If you see consistent traffic from Brazil, Mexico, Indonesia, or the Middle East on an English-language channel, that’s your signal. Those viewers found you anyway. A dubbed version removes the one piece of friction standing between them and becoming loyal subscribers.
Pay particular attention to watch time rather than raw views. A country sending you a lot of views but very little watch time is sampling your content and bouncing, often because the language barrier is doing exactly what you’d expect. A country sending fewer views but strong watch time is telling you the format already works there. That second group is where dubbing pays off fastest.
The Three-Factor Check
Before committing to any language, run three quick checks.
- Does your content type translate well? Visual, process-driven, or entertainment content travels better across languages than heavily verbal, culturally specific material.
- Is there existing comment activity in that language? Even a handful of comments in Spanish or Portuguese tells you the audience is there, and engaged enough to type.
- Is the market commercially viable? High-traffic markets with low CPMs may grow your views without growing your revenue. Balance reach against monetization potential.
Spanish and Brazilian Portuguese tend to be the most common starting points for English-language creators, and for good reason. They combine large, YouTube-active audiences with reasonable CPM rates and a strong appetite for dubbed content. But your own analytics might point somewhere else entirely, and that’s worth following.
Reach vs. Revenue: Pick Your Goal First
The two most common first-market goals pull in slightly different directions, and it helps to be honest about which one you’re actually chasing.
If your goal is reach and subscriber growth, the high-volume markets, Brazilian Portuguese, Latin American Spanish, Hindi, Arabic, give you the most room to run.
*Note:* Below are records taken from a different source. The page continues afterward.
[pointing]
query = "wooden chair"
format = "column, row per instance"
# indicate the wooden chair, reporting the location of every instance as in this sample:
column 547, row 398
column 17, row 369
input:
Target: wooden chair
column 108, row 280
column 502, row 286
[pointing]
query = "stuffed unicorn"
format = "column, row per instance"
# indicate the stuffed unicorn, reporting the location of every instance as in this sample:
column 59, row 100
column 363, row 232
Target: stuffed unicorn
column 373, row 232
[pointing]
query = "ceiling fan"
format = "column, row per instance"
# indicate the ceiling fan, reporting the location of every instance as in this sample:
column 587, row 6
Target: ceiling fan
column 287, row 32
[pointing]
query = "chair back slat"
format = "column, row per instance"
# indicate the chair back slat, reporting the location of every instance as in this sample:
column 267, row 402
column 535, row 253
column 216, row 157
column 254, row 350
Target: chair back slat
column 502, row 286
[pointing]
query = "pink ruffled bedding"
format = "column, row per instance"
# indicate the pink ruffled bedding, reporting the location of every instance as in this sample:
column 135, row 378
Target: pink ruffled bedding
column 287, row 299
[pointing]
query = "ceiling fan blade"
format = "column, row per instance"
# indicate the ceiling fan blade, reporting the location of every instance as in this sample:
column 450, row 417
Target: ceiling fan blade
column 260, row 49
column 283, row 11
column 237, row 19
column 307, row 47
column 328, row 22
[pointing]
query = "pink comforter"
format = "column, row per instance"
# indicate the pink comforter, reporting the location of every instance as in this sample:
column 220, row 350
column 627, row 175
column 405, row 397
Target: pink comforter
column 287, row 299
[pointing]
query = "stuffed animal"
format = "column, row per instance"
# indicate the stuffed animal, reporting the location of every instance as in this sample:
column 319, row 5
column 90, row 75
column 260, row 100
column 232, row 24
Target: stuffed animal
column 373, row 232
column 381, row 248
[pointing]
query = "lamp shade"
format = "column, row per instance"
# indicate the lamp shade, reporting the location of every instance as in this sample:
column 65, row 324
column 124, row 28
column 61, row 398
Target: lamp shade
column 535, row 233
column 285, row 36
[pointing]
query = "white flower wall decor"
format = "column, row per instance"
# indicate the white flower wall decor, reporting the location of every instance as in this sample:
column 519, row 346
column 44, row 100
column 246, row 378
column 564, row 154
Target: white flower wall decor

They have enormous, under-served audiences, and view counts can climb fast.
If your goal is revenue efficiency, premium-CPM markets like French, German, or Japanese can generate strong returns on a smaller view base. Fewer views, but each one is worth more to advertisers.
Neither is the “correct” answer. The point is to choose deliberately, so you’re not disappointed by a Brazilian channel’s lower CPM when the whole reason you launched it was reach in the first place.
Treat the First One as a Test
The first language you dub into is a test, not a commitment. You’re buying information as much as you’re buying a localized channel. Launch it properly, give it 60 to 90 days, and read what the analytics tell you before deciding on the second.
Let the results guide the next move. The creators who build successful multilingual portfolios almost never picked all their markets up front. They followed the signal one language at a time.